Expand my Community achievements bar.

SOLVED

Productio AEM Publisher Instances taking 4 hours to restart

Avatar

Former Community Member

Hi guys,

I am facing a strange issue here, Our production setup consists of  One Author Instance and One dispatcher and two publishers 1 and 2.

Each AEM instance running on AWS  x3 large  servers individually. 

But still with  those high performance machines also AEM instances are taking 4 hours to restart.

Our Production Servers are running from last 6 months. have arounf 10GB  crx-repository folder size. Around 4GB content.

 

Some of the analysis which we had observed with the debugging is , that AEM instance restart process  gets more  for a java process around the below mentioned java API.

we went to the system profiler @ http://<Publisher1>/system/console/profiler and ran quite a few traces.  The Author instance starts OK (within a couple of minutes) and then loops around these three packages:

org.apache.jackrabbit.oak.plugins.segment

org.eclipse.jetty.io.nio

org.eclipse.jetty.server.nio

 

We have 13066lines of:

30.03.2015 09:41:05.157 *WARN* [FelixStartLevel] org.apache.jackrabbit.oak.plugins.segment.file.TarReader Invalid entry checksum at offset 0 in tar file /opt/aem/crx-quickstart/repository/segmentstore/data00204a.tar, skipping...

(the bits in red change with each message.  These run for 25 seconds so that can’t be the direct cause of the delay.

We also have 129lines of the format:

30.03.2015 09:41:31.885 *WARN* [FelixStartLevel] org.apache.jackrabbit.oak.plugins.segment.file.TarReader Invalid graph metadata in tar file /opt/aem/crx-quickstart/repository/segmentstore/data00203b.tar

Is there any cleanup jobs we need to perform on our Production Publisher instances?

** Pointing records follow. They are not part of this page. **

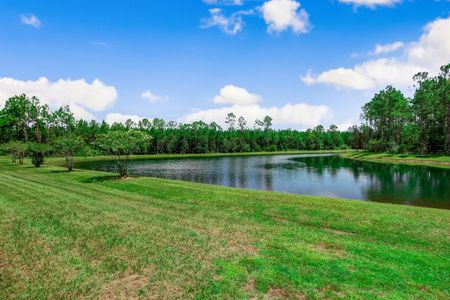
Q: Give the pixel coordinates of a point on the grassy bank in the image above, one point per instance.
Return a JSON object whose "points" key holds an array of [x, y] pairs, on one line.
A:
{"points": [[85, 234], [59, 161], [442, 161]]}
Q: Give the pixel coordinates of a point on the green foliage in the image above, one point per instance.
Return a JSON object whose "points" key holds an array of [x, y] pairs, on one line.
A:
{"points": [[74, 238], [17, 150], [121, 144], [392, 123], [38, 152], [68, 146], [420, 124]]}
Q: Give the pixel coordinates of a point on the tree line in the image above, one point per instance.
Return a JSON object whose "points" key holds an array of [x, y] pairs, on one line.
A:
{"points": [[397, 124], [391, 122]]}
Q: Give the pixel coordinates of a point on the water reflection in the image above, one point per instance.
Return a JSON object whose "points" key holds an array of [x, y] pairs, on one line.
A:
{"points": [[326, 175]]}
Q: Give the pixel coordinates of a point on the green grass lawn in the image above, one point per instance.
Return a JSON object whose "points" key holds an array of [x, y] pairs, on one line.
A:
{"points": [[442, 161], [85, 234]]}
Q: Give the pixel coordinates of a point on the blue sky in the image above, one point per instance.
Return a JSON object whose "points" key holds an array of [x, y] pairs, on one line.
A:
{"points": [[304, 62]]}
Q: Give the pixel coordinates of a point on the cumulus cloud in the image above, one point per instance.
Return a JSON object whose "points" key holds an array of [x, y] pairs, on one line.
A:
{"points": [[112, 118], [295, 115], [243, 103], [387, 48], [82, 97], [231, 25], [371, 3], [280, 15], [231, 94], [427, 54], [344, 126], [152, 97], [224, 2], [31, 20]]}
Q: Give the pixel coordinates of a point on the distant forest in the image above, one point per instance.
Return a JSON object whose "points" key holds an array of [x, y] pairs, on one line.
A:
{"points": [[391, 122]]}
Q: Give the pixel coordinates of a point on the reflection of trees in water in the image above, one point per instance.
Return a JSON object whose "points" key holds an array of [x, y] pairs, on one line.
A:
{"points": [[417, 185], [423, 186]]}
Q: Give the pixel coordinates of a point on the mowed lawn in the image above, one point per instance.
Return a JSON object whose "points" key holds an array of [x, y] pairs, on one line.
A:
{"points": [[85, 235]]}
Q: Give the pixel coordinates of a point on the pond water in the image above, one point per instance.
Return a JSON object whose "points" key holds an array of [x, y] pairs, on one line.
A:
{"points": [[325, 175]]}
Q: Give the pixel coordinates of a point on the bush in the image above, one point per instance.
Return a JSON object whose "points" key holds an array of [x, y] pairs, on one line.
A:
{"points": [[121, 144], [17, 151], [68, 146], [37, 152]]}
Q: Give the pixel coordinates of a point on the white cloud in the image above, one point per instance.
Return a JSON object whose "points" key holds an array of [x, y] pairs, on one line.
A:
{"points": [[112, 118], [231, 94], [371, 3], [427, 54], [32, 20], [387, 48], [231, 25], [292, 115], [344, 126], [243, 103], [281, 15], [82, 97], [152, 97], [224, 2]]}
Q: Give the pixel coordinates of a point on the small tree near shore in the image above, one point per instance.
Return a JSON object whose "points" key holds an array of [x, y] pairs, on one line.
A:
{"points": [[17, 151], [69, 146], [121, 144], [37, 152]]}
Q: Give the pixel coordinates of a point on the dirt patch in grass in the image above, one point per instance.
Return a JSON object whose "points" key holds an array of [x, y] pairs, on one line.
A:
{"points": [[277, 293], [328, 248], [338, 232], [126, 287], [3, 261]]}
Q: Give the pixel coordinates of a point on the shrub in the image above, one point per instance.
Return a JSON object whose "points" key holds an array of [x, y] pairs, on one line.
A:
{"points": [[121, 144], [37, 152]]}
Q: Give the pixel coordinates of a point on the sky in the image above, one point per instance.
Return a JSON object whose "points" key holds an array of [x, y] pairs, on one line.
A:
{"points": [[303, 62]]}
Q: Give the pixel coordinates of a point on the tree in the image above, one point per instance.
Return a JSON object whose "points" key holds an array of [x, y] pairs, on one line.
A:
{"points": [[121, 144], [267, 122], [386, 114], [68, 146], [231, 121], [242, 123], [17, 151], [37, 152]]}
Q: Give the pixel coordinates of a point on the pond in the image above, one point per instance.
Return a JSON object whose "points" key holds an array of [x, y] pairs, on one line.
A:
{"points": [[311, 174]]}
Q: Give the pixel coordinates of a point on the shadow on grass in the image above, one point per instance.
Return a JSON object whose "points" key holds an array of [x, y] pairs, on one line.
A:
{"points": [[60, 171], [97, 179]]}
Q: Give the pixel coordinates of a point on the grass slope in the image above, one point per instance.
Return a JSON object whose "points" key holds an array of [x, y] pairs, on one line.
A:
{"points": [[442, 161], [83, 234]]}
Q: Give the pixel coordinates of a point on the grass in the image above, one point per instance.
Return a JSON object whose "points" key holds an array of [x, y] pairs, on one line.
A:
{"points": [[58, 161], [85, 234], [442, 161]]}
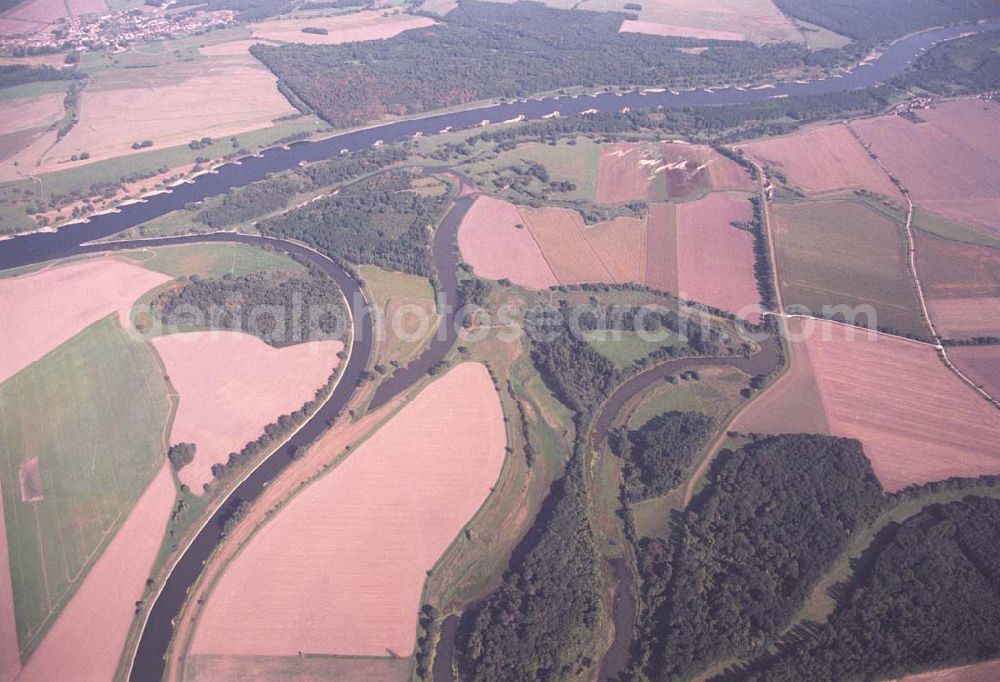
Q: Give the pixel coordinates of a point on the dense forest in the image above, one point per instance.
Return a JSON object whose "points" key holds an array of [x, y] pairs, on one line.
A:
{"points": [[536, 624], [576, 373], [377, 220], [273, 194], [928, 597], [486, 50], [882, 19], [773, 518], [19, 74], [657, 454], [280, 309]]}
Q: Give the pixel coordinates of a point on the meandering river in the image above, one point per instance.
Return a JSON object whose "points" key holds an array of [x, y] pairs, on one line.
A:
{"points": [[73, 240]]}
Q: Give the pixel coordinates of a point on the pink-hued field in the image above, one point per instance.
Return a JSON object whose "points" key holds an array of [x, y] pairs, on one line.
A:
{"points": [[339, 570], [960, 318], [756, 20], [10, 650], [690, 249], [977, 672], [653, 172], [714, 259], [950, 162], [86, 641], [981, 364], [340, 29], [492, 243], [43, 309], [560, 233], [822, 159], [231, 385], [917, 420]]}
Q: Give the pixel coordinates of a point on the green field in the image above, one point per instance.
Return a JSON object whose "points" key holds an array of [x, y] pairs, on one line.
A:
{"points": [[94, 412], [835, 253], [575, 160], [213, 260]]}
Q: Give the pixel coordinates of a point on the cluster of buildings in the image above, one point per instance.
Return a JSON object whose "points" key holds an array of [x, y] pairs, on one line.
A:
{"points": [[115, 31]]}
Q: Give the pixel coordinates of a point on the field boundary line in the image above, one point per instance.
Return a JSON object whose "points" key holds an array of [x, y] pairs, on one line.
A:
{"points": [[912, 264], [152, 599]]}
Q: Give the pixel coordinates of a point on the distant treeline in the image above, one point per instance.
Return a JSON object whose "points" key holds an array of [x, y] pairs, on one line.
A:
{"points": [[19, 74], [882, 19], [536, 624], [273, 194], [771, 521], [378, 220], [486, 50], [281, 309], [925, 595]]}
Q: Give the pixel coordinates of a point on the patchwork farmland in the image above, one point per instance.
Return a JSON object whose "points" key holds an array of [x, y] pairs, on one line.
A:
{"points": [[345, 560]]}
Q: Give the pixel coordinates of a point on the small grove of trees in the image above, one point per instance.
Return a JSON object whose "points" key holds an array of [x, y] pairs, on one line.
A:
{"points": [[657, 454], [181, 454]]}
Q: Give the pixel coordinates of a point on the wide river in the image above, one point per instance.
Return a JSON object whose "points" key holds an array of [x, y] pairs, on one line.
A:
{"points": [[72, 240]]}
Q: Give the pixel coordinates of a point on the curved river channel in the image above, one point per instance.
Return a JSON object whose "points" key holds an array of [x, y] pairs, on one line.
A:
{"points": [[73, 240]]}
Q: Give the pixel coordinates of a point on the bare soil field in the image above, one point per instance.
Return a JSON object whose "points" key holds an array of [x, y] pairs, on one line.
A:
{"points": [[30, 479], [661, 247], [346, 28], [654, 172], [756, 20], [209, 668], [714, 259], [793, 404], [812, 242], [917, 421], [955, 270], [86, 641], [10, 651], [950, 162], [825, 158], [559, 233], [494, 240], [981, 364], [962, 318], [231, 385], [339, 570], [45, 308], [627, 171], [222, 99], [978, 672]]}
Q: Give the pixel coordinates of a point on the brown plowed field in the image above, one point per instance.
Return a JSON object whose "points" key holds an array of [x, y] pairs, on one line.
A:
{"points": [[793, 404], [346, 28], [661, 247], [653, 172], [231, 385], [490, 240], [950, 162], [836, 253], [955, 270], [917, 420], [339, 570], [43, 309], [86, 641], [10, 650], [981, 364], [559, 233], [715, 259], [962, 318], [208, 668], [978, 672], [822, 159], [627, 172]]}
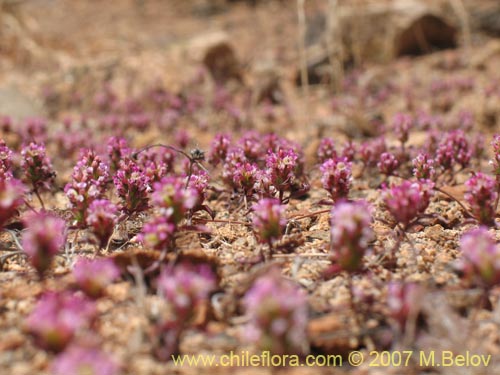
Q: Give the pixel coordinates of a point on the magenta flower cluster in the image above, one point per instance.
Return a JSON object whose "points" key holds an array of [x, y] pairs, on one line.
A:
{"points": [[278, 315], [57, 317], [44, 237], [88, 183], [336, 177], [481, 196], [408, 200]]}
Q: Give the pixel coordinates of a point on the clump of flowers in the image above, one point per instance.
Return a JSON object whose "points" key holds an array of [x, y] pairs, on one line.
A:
{"points": [[83, 360], [454, 149], [278, 315], [44, 237], [132, 186], [102, 218], [408, 200], [495, 162], [423, 167], [245, 176], [88, 182], [57, 317], [482, 196], [37, 167], [118, 150], [281, 167], [326, 150], [269, 220], [388, 164], [336, 177], [403, 301], [157, 163], [5, 161], [219, 148], [370, 151], [158, 233], [11, 198], [350, 234], [481, 257], [172, 196], [186, 288], [93, 276], [402, 124]]}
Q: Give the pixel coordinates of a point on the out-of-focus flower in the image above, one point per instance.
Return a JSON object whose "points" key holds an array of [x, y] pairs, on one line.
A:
{"points": [[56, 318], [44, 237], [102, 218], [336, 177], [480, 257], [408, 199], [350, 234], [36, 165], [278, 315], [481, 196], [93, 276], [11, 198], [81, 360]]}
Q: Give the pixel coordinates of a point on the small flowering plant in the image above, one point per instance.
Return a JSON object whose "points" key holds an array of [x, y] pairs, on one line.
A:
{"points": [[84, 360], [93, 276], [186, 288], [132, 186], [88, 182], [102, 218], [171, 195], [408, 200], [37, 168], [336, 178], [57, 317], [350, 234], [481, 195], [44, 237], [269, 220], [159, 233], [423, 167], [480, 257], [278, 315]]}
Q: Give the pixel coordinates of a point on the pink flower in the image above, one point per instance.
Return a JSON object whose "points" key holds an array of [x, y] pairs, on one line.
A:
{"points": [[56, 318], [82, 360], [93, 276], [388, 164], [336, 177], [171, 195], [269, 219], [11, 198], [278, 315], [37, 167], [158, 233], [326, 150], [102, 218], [408, 199], [423, 167], [481, 196], [481, 257], [44, 237]]}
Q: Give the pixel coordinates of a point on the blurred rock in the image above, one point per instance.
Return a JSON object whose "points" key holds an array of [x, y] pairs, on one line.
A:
{"points": [[215, 51], [15, 104]]}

Is something gets loaded over time in AEM instance, which we need to cleanup periodically?

Any help in this regard is really helpfull.

Thanks

1 Accepted Solution

Avatar

Correct answer by
Community Advisor

then I would suggest take the repository backup and re-index the repository, I am not 100% sure but it might fix your TAR related issues, follow the article to re-index your Repo - http://www.wemblog.com/2011/12/how-to-rebuild-index-in-cq5-wem.html

- Runal

View solution in original post

10 Replies

Avatar

Level 1

It seems you have corrupted content (TAR files) in the repository due to some reason. The errors you have mentioned gives the clue that "data00204a.tar" and "data00203b.tar"  are not properly readable.

Avatar

Employee Advisor

I agree to @ShamHC and @bsloki: Please raise a daycare ticket and provide the relevant data like:

  • log files
  • the config zip from the OSGI console
  • Version number plus hotfixes/servicepacks applied.

I thinnk, that this forum is not the right place to support you and analyze any production problems. That's what support is for.

kind regards,
Jörg

Avatar

Level 10

This needs some deep analysis.  File a daycare ticket & in that attach thread dumps, log files, profiler output.  For now try with [1]

https://helpx.adobe.com/experience-manager/kb/prevent-rapid-repository-growth-caused-by-linkchecker-...

Avatar

Former Community Member

Hi Guys ,

I tried the below solution but no change, But updatig sp2 update has worked and improved the behaviour.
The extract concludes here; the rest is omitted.